Common - prevalence 17% in UK
What are the 2 major risk factors for IBS?
- Female gender
- Younger age
What are common differentials for diarrhoea?
- IBS
- IBD
- Coeliac
- Laxative misuse
- Hyperthyroidism
- Antibiotic associated
What are common differentials for abdominal pain?
- IBS
- Appendicitis (children)
- Diverticular disease
- GORD
- Peptic ulcer disease
- Chronic pancreatitis
- Gallstones
What are the RED FLAGS in IBS presentation?
- Rectal bleeding
- Change in bowel habit in older adults
What symptoms should make you consider IBS?
Consider in a person who has had any of the following for >6 months:
-
Abdominal pain/discomfort:
- Relieved on opening bowels, or
- Associated with a change in bowel habit
- AND 2 of;
- Abnormal stool passage
- Bloating
- Worse symptoms after eating
- PR mucus
- Improved by opening bowels
How is abdominal pain affected by opening bowels in IBS?
Typically improved by opening bowels
What investigations should be done to investigate IBS?
NOTE IBS is a diagnosis of exclusion as there is no specific investigation to confirm a diagnosis. Investigations can be done to exclude other pathology:
- Normal FBC
- Normal inflammatory markers (ESR, CRP)
- Negative faecal calprotectin (to exclude IBD)
- Negative coeliac disease serology (anti-TTG antibodies)
- Cancer not suspected/excluded if suspected
What lifestyle advice can be offered to patients with IBD?
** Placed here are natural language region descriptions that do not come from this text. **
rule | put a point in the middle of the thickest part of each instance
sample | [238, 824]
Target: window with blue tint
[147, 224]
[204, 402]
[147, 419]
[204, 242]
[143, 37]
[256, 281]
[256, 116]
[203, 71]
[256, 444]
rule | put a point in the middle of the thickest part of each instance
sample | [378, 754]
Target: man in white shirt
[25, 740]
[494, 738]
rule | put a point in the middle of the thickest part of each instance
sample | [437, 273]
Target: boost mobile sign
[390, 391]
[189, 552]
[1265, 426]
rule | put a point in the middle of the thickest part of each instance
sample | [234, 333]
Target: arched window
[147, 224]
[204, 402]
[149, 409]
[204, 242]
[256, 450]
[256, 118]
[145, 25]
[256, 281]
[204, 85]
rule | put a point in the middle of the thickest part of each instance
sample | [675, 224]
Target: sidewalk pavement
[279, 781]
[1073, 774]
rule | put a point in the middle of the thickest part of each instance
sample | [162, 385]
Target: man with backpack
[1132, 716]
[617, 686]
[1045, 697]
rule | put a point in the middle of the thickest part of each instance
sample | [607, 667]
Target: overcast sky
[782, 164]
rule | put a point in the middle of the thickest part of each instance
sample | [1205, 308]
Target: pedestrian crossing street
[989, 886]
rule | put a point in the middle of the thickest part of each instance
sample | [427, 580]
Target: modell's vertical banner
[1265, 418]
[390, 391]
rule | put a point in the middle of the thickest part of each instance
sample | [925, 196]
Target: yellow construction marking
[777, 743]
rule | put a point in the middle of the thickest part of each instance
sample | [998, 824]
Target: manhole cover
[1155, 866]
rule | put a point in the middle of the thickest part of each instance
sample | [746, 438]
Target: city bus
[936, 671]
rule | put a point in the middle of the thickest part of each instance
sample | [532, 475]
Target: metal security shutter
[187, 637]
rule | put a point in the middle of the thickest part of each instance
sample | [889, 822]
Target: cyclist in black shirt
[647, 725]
- Support, reassurance and information
- Adequate fluid intake
- Eat small, regular meals with a healthy balanced diet
- Low FODMAP diet
- Regular physical activity
- Over the counter probiotics
- Limit caffeine and alcohol
What first line medication is used to treat IBS symptoms (diarrhoea, constipation and cramps)?
- Diarrhoea → Loperamide
- Constipation → Laxatives (avoid lactulose as can cause bloating)
- Cramps → Antispasmodics e.g. hyoscine butylbromide (Buscopan)
What defines infective gastroenteritis?
An illness of <14 days duration characterised by the presence of diarrhoea (3 or more loose stools per day or bloody stools).
It is typically a self-limiting illness.